Monsieur Pilliard, vous avez insisté sur le fait que vous étiez un praticien et nous nous en félicitons : c'est pour cela que nous vous avons invité. Chacun présente son point de vue en fonction de sa position : vous parlez des entreprises que vous connaissez tout en prenant en compte la globalité de la situation économique et sociale ; nous nous exprimons en tant que législateurs, dans toute notre diversité. Nous disposons également, pour nourrir la réflexion, d'éléments rationnels et objectifs fournis par les données statistiques.
Certains points semblent, selon vous, ne pas devoir faire débat parce qu'ils tiennent de l'évidence ou qu'ils sont largement admis. Or ils paraissent pouvoir faire l'objet de discussion.
Vous avez ainsi avancé que la réduction du temps de travail avait engendré des coûts pour les entreprises et que la collectivité, consciente qu'il s'agissait d'une mauvaise mesure, avait considéré qu'elle devait les prendre en charge à travers des allégements de cotisations, allégements qu'il a fallu compenser pour ne pas trop pénaliser les organismes de protection sociale. C'est oublier que les créations d'emplois concomitantes – qu'elles aient été obtenues grâce à la RTT ou pas – ont contribué à ce que les comptes sociaux soient en meilleure santé puisque davantage de salariés ont cotisé.
Vous avez évoqué la dégradation de la compétitivité. Or la modération salariale, les baisses de cotisations mais aussi les possibilités d'aménager le temps de travail de manière plus flexible ont permis, par exemple, aux grandes entreprises de gérer le temps d'utilisation des machines de manière à améliorer la productivité. La réduction du temps de travail n'a pas eu seulement les effets négatifs que vous dénonciez, d'autant que les situations varient d'une entreprise à une autre. Votre présentation aurait pu être plus modérée.

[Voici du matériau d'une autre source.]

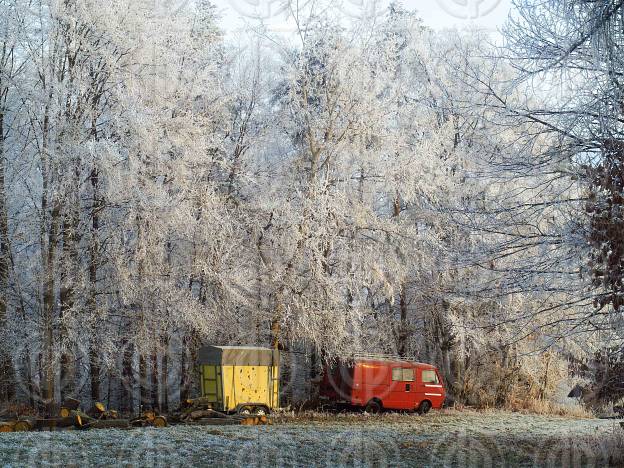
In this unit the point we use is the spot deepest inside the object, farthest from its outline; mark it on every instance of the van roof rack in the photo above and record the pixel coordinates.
(384, 357)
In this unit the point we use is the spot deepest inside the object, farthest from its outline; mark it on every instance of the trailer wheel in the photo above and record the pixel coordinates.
(373, 407)
(424, 407)
(246, 410)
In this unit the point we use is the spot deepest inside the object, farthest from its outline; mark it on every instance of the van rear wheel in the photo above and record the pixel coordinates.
(424, 407)
(373, 407)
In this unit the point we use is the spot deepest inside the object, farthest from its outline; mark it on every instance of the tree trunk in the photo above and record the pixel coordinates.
(143, 390)
(7, 376)
(94, 361)
(164, 378)
(154, 386)
(127, 380)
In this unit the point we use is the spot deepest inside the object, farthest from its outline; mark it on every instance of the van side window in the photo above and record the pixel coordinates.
(430, 377)
(402, 375)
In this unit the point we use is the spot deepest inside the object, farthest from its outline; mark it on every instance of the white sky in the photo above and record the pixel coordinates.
(438, 14)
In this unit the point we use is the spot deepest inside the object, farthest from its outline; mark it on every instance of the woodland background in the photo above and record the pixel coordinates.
(373, 186)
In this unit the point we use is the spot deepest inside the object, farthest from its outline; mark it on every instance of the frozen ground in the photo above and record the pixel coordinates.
(438, 439)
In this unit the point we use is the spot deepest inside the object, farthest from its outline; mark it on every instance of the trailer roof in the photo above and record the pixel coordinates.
(238, 356)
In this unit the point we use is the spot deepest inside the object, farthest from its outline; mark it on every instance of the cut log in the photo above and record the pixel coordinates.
(81, 419)
(108, 424)
(214, 422)
(7, 427)
(72, 404)
(253, 421)
(202, 402)
(67, 421)
(200, 414)
(23, 425)
(159, 421)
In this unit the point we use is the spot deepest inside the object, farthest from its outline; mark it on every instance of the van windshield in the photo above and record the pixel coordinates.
(430, 377)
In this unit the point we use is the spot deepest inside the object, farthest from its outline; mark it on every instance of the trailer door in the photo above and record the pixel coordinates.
(212, 385)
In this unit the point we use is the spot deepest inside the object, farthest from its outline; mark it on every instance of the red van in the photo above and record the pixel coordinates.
(378, 383)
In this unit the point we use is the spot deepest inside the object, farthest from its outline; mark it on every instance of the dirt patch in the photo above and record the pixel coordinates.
(447, 438)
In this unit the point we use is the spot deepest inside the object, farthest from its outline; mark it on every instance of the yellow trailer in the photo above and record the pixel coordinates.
(243, 379)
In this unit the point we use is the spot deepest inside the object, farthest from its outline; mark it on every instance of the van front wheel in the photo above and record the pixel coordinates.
(424, 407)
(373, 407)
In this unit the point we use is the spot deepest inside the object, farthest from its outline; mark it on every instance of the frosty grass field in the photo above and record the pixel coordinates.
(448, 438)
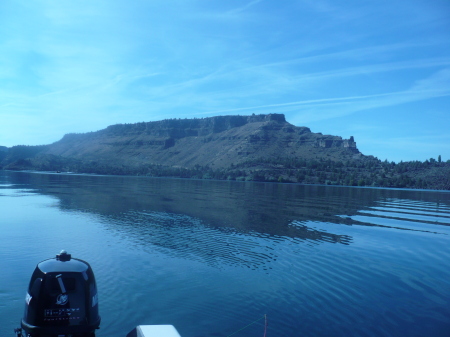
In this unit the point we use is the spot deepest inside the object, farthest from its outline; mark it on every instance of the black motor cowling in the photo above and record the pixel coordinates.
(62, 299)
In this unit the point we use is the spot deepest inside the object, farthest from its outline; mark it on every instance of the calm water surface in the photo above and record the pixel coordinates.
(210, 257)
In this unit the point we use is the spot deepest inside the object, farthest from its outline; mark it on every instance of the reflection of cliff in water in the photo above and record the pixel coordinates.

Vous avez beaucoup insisté sur la spécificité de la France par rapport à d'autres pays européens. Les chiffres relatifs au temps de travail fournis par Eurostat ne permettent cependant pas d'établir un lien direct entre faible niveau de chômage et durée légale du travail élevée. En Europe, les pays qui ont pu s'approcher d'un taux de chômage de 6 %, qui constitue une sorte d'idéal à atteindre – nos ambitions ne vont pas bien en deçà – l'ont fait au prix d'un recours important aux emplois à temps partiel, dont la moitié ont des durées inférieures à des mi-temps. Le temps partiel est une façon de réduire et de partager le temps de travail, mais il est mis en oeuvre différemment selon les pays. Aux États-Unis, avant la crise des subprimes, la moyenne du temps de travail était inférieure à 35 heures en raison du grand nombre de « petits boulots ». Pour nous, la réduction du temps de travail doit avoir pour objectif d'assurer le bon épanouissement de chacun, ce qui suppose un partage différent.
Selon vous, la réduction du temps de travail s'est soldée par une moindre attractivité de la France pour les investisseurs étrangers. Or, jusqu'en 2012, la France a été classée dans les premiers rangs pour les investissements étrangers, si ma mémoire est bonne.
Vous avez affirmé que la réduction du temps de travail était une forme de capitulation qui impliquait que le retour à la croissance n'était pas possible, état d'esprit ravageur selon vous. Mais pourquoi ne pas considérer le fait qu'il faille moins d'heures de travail pour satisfaire l'essentiel de nos besoins comme une bonne nouvelle, dans la mesure où cela s'accompagne d'un meilleur partage entre ceux qui ont un travail et ceux qui n'en ont pas, entre les salariés et les actionnaires ? Rassurez-vous, je ne donne pas dans la caricature qui voudrait que les actionnaires n'existent pas et qu'il est anormal de les rémunérer, même si la France est championne européenne des dividendes versés aux actionnaires au deuxième trimestre 2014 – les chiffres parus il y a un mois ont montré qu'une majorité d'actionnaires était extrêmement bien rémunérée.
Le travail est important dans notre vie – d'autant plus important qu'on n'en a pas et que l'on en souffre –, mais réduire le temps qu'on y consacre peut aussi être envisagé comme un bien pour notre société.